The "Instruction" field specifies a textual opcode and the types of each argument. Some of the argument types are listed below. There are others that are obscure and rarely come up when using STOKE, and they aren't listed here.

  • r8, r16, r32, r64: a register operand
  • m8, m16, m32, m64, m128, m256: a memory operand
  • r/m8, r/m16, r/m32, r/m64: a register or memory operand
  • imm8, imm16, imm32, imm64: an immediate
  • xmm1, xmm2, xmm3,...: any XMM register
  • ymm1, ymm2, ymm3,...: any YMM register
  • rel8, rel16, rel32: a relative offset for a jump target
  • AL, AX, EAX, RAX, CL, DX, XMM0: These are specific registers

The "Op/En" column specifies how the operands will be encoded.

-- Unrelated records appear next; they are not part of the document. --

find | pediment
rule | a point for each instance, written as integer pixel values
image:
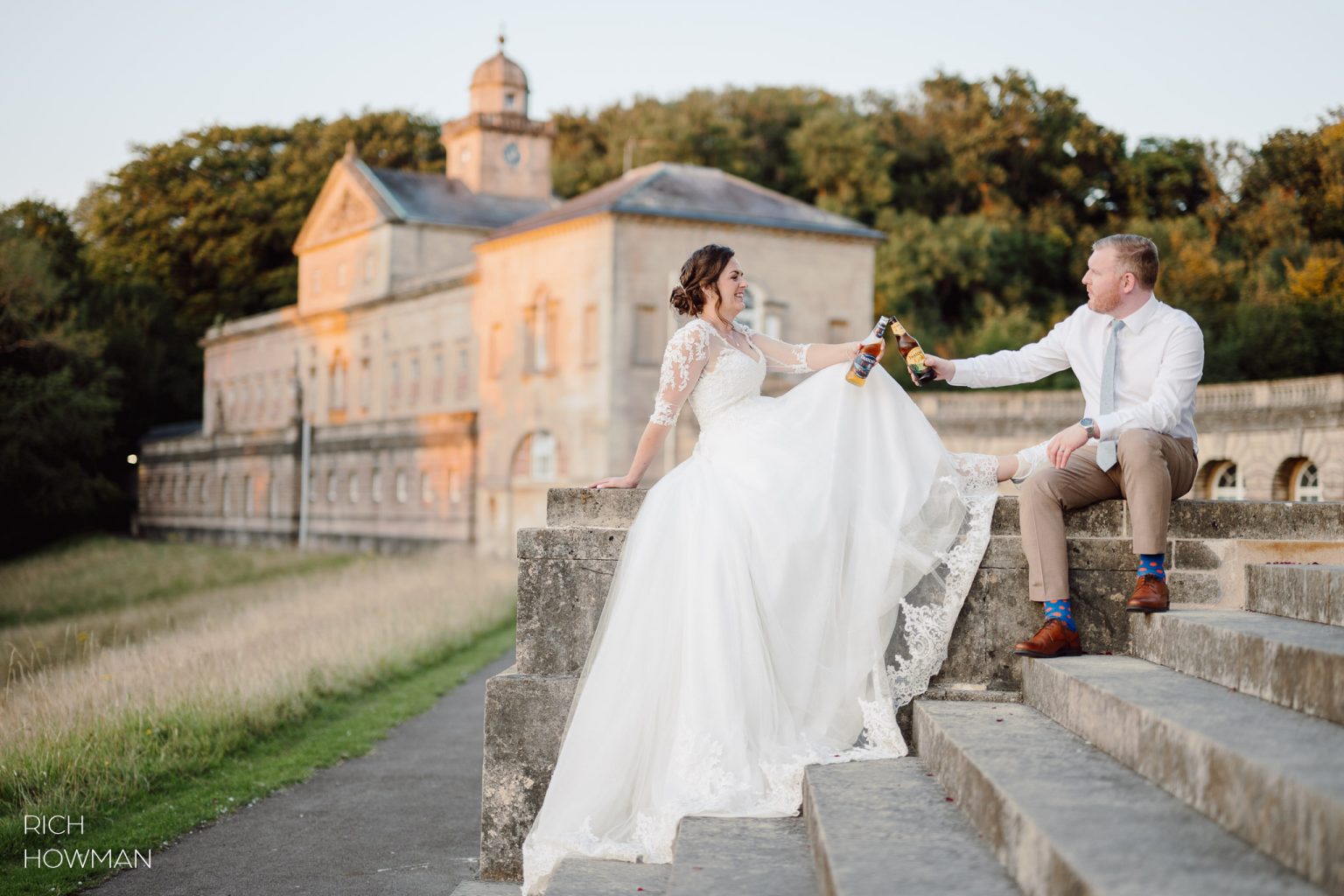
(344, 207)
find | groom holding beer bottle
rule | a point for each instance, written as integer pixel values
(1138, 361)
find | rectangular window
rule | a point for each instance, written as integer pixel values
(495, 351)
(648, 335)
(464, 368)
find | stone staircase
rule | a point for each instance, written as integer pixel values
(1210, 760)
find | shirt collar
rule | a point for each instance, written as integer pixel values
(1138, 320)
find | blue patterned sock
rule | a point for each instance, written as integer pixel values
(1062, 610)
(1152, 564)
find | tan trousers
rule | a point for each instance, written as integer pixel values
(1152, 468)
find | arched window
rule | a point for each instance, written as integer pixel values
(536, 457)
(1306, 482)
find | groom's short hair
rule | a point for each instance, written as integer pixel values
(1135, 254)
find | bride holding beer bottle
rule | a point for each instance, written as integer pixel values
(779, 594)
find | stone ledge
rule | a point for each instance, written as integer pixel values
(1313, 592)
(1191, 519)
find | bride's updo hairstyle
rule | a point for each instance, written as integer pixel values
(701, 273)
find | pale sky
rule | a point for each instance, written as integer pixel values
(82, 80)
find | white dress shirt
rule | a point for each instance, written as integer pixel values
(1158, 359)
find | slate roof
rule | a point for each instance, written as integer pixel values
(416, 196)
(692, 192)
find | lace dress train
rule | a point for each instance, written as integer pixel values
(780, 595)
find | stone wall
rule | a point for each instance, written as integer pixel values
(566, 567)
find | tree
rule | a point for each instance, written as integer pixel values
(54, 393)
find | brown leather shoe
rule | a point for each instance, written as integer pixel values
(1150, 595)
(1054, 640)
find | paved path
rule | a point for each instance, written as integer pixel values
(403, 820)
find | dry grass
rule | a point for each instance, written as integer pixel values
(211, 673)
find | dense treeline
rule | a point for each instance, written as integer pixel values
(990, 192)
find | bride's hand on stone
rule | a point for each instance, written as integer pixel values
(616, 482)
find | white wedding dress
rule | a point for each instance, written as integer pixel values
(779, 595)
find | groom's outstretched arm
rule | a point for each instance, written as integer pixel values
(1026, 364)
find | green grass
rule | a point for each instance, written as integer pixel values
(333, 728)
(105, 572)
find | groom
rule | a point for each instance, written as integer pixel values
(1138, 361)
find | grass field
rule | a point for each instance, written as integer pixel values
(122, 727)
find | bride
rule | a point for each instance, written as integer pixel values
(779, 595)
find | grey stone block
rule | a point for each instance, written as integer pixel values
(1194, 586)
(742, 858)
(559, 604)
(1066, 818)
(998, 614)
(1193, 554)
(593, 507)
(1294, 664)
(1303, 592)
(524, 722)
(576, 543)
(1268, 774)
(598, 878)
(877, 828)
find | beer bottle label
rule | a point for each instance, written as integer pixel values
(863, 364)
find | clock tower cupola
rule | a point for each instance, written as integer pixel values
(496, 150)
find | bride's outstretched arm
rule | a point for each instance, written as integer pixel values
(683, 361)
(807, 358)
(649, 446)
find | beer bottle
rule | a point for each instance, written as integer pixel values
(909, 348)
(867, 355)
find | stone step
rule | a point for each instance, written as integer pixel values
(1312, 592)
(742, 858)
(486, 888)
(1190, 519)
(1294, 664)
(1270, 775)
(1065, 818)
(577, 876)
(887, 826)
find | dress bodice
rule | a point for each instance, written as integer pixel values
(715, 376)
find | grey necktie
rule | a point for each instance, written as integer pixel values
(1106, 448)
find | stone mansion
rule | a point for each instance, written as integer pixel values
(466, 341)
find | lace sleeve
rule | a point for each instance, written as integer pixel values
(784, 358)
(683, 361)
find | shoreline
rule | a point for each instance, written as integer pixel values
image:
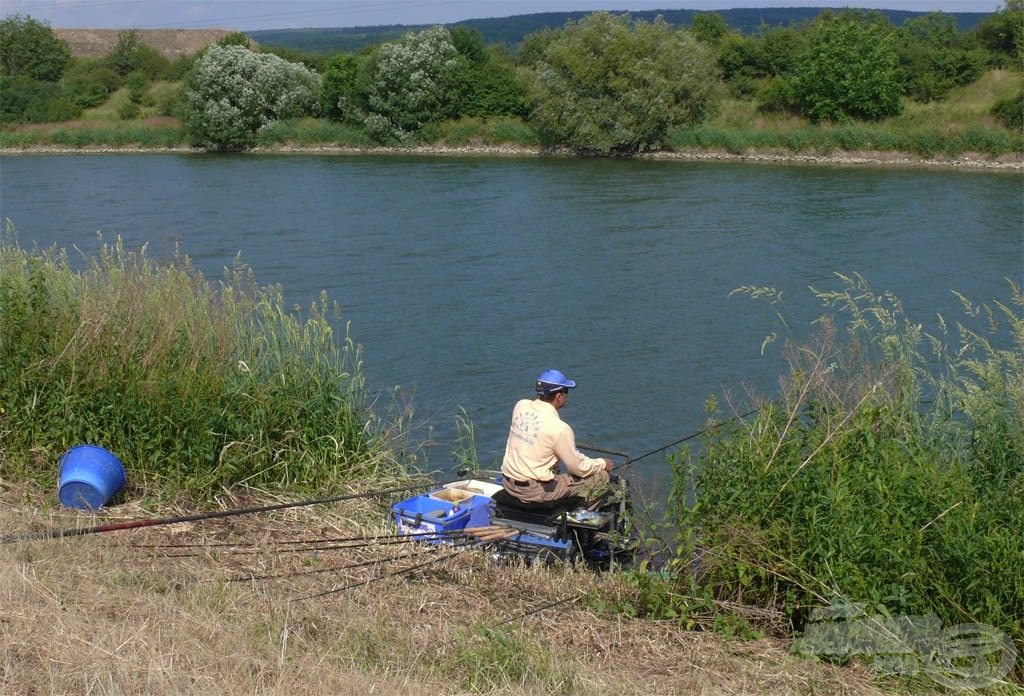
(968, 161)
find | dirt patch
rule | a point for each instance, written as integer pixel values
(172, 43)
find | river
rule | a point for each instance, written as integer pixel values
(463, 277)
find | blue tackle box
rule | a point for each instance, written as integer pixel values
(441, 512)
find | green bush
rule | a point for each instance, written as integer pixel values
(607, 85)
(197, 385)
(232, 93)
(849, 70)
(889, 471)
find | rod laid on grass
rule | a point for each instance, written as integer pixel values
(153, 522)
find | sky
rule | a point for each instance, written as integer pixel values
(250, 15)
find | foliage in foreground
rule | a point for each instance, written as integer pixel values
(884, 474)
(194, 384)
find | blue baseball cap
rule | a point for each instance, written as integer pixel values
(552, 382)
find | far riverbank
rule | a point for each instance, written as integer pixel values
(967, 161)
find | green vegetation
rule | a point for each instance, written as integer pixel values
(232, 93)
(847, 80)
(888, 471)
(606, 85)
(200, 385)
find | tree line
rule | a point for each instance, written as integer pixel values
(605, 84)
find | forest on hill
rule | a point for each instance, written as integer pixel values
(511, 31)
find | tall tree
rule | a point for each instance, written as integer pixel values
(30, 48)
(409, 84)
(609, 85)
(233, 92)
(849, 70)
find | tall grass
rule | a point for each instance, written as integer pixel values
(888, 471)
(194, 384)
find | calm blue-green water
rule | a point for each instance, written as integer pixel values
(464, 277)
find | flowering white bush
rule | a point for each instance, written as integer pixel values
(411, 84)
(233, 92)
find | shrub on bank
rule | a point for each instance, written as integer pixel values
(888, 472)
(197, 385)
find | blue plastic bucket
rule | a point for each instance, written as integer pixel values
(89, 477)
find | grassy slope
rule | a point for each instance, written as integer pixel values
(125, 612)
(737, 122)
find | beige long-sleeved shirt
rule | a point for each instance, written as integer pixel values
(538, 440)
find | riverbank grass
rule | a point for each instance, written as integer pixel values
(887, 476)
(200, 385)
(957, 125)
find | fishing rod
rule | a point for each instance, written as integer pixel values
(630, 462)
(403, 571)
(153, 522)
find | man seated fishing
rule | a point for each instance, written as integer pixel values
(539, 439)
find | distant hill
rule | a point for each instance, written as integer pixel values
(512, 30)
(170, 42)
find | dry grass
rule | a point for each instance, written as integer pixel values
(170, 42)
(964, 105)
(161, 611)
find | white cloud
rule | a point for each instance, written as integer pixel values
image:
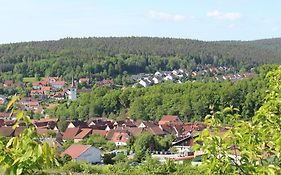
(275, 29)
(227, 16)
(231, 26)
(165, 16)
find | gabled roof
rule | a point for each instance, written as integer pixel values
(168, 129)
(170, 118)
(120, 137)
(76, 150)
(58, 83)
(111, 133)
(102, 133)
(135, 131)
(80, 124)
(41, 131)
(85, 132)
(70, 133)
(155, 130)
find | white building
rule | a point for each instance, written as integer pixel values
(72, 92)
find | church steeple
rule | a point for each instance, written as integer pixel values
(72, 91)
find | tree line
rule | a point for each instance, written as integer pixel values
(102, 58)
(191, 101)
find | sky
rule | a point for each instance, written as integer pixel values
(36, 20)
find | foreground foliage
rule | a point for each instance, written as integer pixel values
(24, 154)
(151, 166)
(249, 147)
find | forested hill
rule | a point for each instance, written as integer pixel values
(73, 53)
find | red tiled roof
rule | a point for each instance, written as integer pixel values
(169, 118)
(156, 130)
(42, 131)
(46, 88)
(70, 133)
(58, 83)
(120, 137)
(102, 133)
(135, 131)
(83, 133)
(84, 80)
(76, 150)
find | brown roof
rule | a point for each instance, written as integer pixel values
(112, 131)
(80, 124)
(58, 83)
(120, 137)
(76, 150)
(6, 131)
(70, 133)
(85, 132)
(46, 88)
(149, 124)
(169, 118)
(42, 131)
(156, 130)
(168, 129)
(135, 131)
(102, 133)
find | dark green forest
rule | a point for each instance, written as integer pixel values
(191, 101)
(101, 58)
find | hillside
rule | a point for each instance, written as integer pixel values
(98, 57)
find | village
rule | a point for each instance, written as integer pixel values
(52, 89)
(117, 132)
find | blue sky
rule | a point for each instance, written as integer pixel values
(29, 20)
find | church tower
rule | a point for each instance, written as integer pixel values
(72, 92)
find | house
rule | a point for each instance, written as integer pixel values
(102, 133)
(77, 124)
(156, 130)
(38, 85)
(84, 81)
(120, 138)
(57, 95)
(145, 124)
(158, 74)
(144, 82)
(157, 80)
(8, 83)
(135, 131)
(51, 80)
(2, 100)
(105, 83)
(85, 153)
(184, 144)
(169, 77)
(58, 84)
(170, 119)
(84, 133)
(70, 133)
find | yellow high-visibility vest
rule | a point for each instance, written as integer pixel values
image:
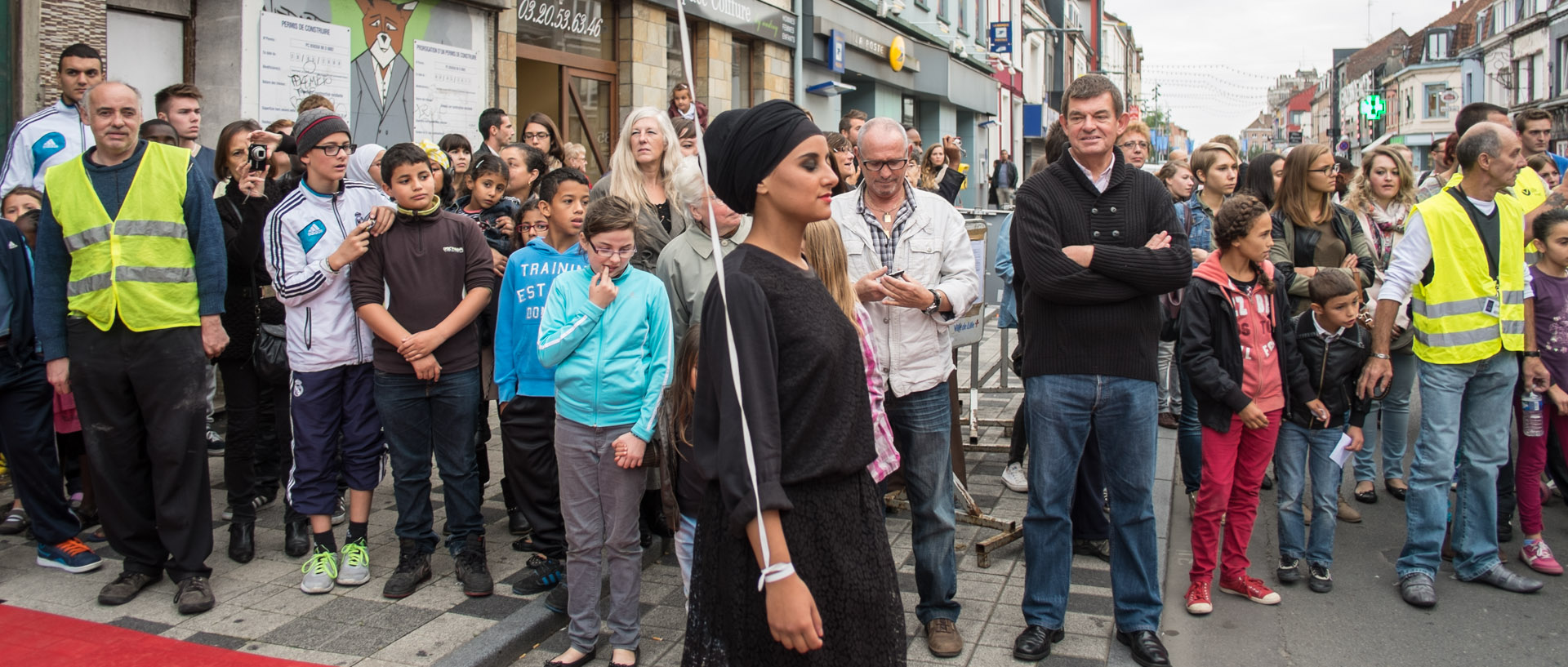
(137, 266)
(1450, 312)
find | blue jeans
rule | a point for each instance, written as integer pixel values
(1297, 451)
(922, 433)
(1388, 425)
(425, 419)
(1465, 409)
(1123, 416)
(1189, 438)
(686, 540)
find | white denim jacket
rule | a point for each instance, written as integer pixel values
(915, 349)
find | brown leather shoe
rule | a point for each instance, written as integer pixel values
(941, 638)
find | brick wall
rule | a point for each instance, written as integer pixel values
(507, 58)
(642, 54)
(770, 73)
(710, 56)
(66, 22)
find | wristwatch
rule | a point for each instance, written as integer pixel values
(937, 303)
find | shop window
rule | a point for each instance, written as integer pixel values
(158, 46)
(741, 74)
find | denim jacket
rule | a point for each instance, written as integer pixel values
(1200, 232)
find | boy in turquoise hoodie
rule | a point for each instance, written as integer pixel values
(526, 387)
(606, 329)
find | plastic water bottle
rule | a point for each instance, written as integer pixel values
(1534, 419)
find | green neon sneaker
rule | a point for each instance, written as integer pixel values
(318, 571)
(354, 564)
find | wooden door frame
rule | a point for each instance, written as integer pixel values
(569, 104)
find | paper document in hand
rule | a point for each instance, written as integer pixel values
(1341, 455)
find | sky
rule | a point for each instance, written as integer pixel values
(1214, 68)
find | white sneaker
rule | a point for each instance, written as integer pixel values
(320, 571)
(1015, 479)
(353, 564)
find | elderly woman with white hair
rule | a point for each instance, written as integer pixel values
(687, 264)
(642, 171)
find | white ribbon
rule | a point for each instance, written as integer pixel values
(770, 571)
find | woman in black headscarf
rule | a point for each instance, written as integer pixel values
(821, 509)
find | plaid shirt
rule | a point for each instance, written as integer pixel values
(886, 247)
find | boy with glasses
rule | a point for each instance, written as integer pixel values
(313, 238)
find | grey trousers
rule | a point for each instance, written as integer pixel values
(599, 505)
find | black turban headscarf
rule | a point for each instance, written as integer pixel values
(744, 146)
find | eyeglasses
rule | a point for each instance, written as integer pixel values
(333, 149)
(879, 165)
(608, 252)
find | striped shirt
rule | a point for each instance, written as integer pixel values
(888, 245)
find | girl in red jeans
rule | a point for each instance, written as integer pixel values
(1239, 351)
(1549, 284)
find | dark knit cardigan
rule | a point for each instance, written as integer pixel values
(1104, 318)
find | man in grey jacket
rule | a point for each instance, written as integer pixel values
(918, 274)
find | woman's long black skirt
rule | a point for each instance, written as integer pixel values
(840, 547)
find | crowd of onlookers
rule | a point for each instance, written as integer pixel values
(369, 305)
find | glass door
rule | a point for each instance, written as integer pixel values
(590, 110)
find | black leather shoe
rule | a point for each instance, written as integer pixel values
(242, 542)
(1034, 643)
(1392, 491)
(1509, 581)
(518, 525)
(296, 539)
(1147, 647)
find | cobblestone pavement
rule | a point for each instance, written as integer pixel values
(261, 608)
(262, 611)
(990, 595)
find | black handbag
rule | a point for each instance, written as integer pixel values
(270, 348)
(270, 353)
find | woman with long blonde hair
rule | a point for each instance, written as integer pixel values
(1380, 198)
(940, 171)
(642, 171)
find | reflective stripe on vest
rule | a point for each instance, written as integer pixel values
(138, 266)
(1450, 313)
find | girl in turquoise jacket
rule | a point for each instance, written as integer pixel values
(606, 331)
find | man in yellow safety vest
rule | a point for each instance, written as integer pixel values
(131, 282)
(1462, 265)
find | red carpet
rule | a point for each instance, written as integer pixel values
(39, 639)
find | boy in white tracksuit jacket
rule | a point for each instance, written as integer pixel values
(311, 240)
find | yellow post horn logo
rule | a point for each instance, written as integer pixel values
(896, 54)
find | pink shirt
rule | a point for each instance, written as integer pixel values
(886, 455)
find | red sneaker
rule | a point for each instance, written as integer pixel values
(1198, 598)
(1250, 589)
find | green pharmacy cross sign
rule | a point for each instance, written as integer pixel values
(1372, 107)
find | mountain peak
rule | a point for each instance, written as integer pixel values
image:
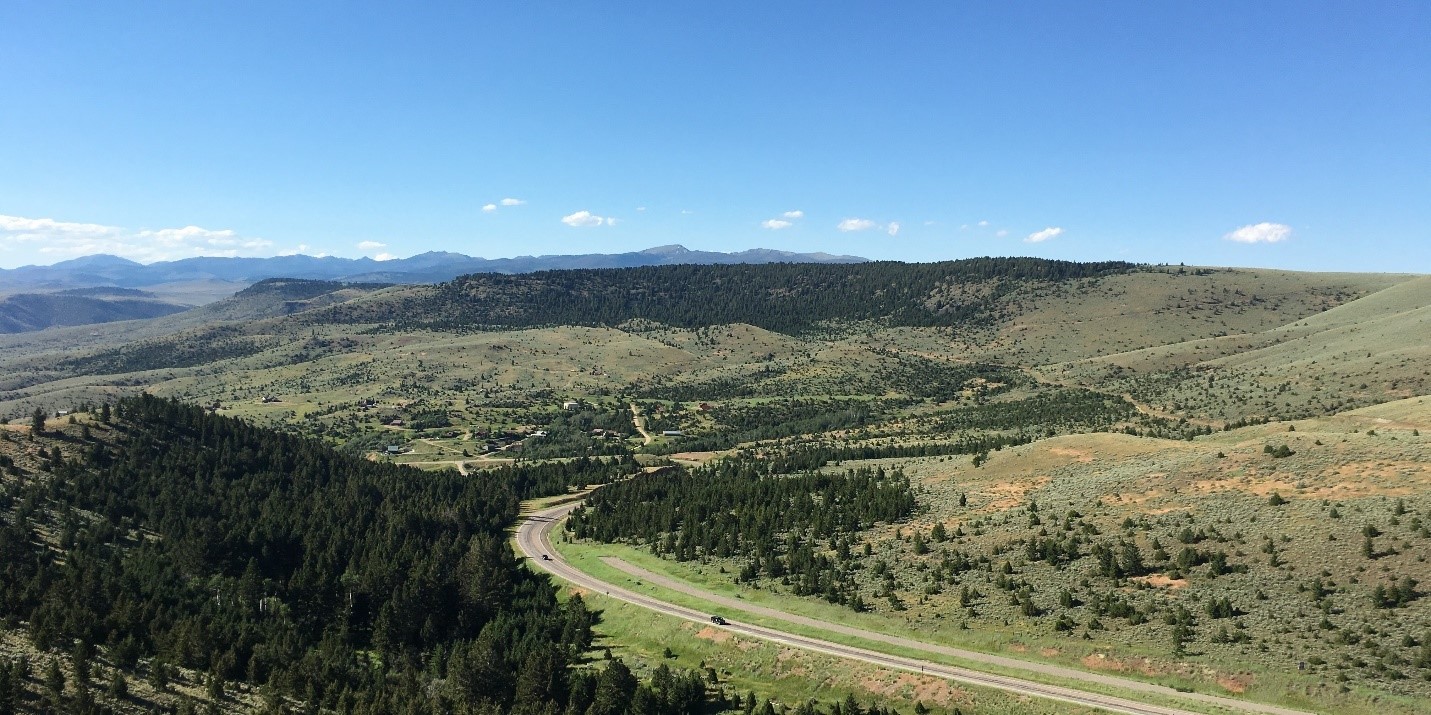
(674, 249)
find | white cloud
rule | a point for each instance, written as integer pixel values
(1261, 233)
(847, 225)
(585, 219)
(1039, 236)
(69, 239)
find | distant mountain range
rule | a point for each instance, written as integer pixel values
(102, 288)
(424, 268)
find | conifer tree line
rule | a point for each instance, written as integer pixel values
(199, 541)
(790, 298)
(739, 508)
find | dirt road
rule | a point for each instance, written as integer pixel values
(534, 539)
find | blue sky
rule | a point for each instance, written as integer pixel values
(1284, 135)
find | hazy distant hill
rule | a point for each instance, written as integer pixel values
(26, 312)
(424, 268)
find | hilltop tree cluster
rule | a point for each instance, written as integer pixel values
(196, 541)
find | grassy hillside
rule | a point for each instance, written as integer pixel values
(1298, 579)
(1368, 351)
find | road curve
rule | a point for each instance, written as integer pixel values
(534, 541)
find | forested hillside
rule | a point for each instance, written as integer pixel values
(779, 296)
(159, 538)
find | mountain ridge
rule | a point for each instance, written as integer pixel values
(102, 269)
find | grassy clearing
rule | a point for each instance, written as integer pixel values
(1345, 472)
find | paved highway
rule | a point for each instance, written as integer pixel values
(534, 539)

"Properties" lists, for each operand, if it's read to, written to, or both. Each operand gets a 'tag', and the tags are comma-separated. Possible tags include,

  • R: this operand must be read
  • W: this operand must be written
  • RW: this operand must be read and written
  • Z: the bits extending this operand are cleared, and the rest are written to. Comes up with xmm/ymm registers.
  • Lowercase letters represent may instead of must. For example, 'r' means 'this operand may be read'.

"Implicit Read/Write/Undef" lists registers and flags that are read/written/or undefined in excess of the operands themselves. Entries in these colums are space-separated, and valid entries include,

  • The eflags: E.OF, E.SF, E.ZF, E.AF, E.CF, E.PF
  • Registers: RAX, RDX, RCX, RBX, RDI, RSI, RBP, RSP, R8-R15
  • XMM/YMM registers: XMM0...XMM15, YMM0...YMM15
  • Lowercase means "may", uppercase means "must"

The "Useful", "Protected", "64-bit Mode", "Compact/32-bit Legacy Mode" columns are used to filter which instructions are actually used.

The "CPUID Feature Flags" tell us what flags we need on the CPU to run the instruction.

The "AT&T Mnemonic" gives the ATT name for the instruction.

The "Preferred" column is now legacy. With small changes to codegen it would be possible to use this column to prioritize some instruction encodings over others.

"Description" describes what the instruction does.

Opening in LibreOffice

If you open the spreadsheet, you should get a dialog asking how to read the .csv file. You want to use the defaults for the character set (Unicode / UTF-8) and language (English). Then, select the "Separated by" option, and check only the 'tab' box. There's also a "text delimiter" field; this should be left blank.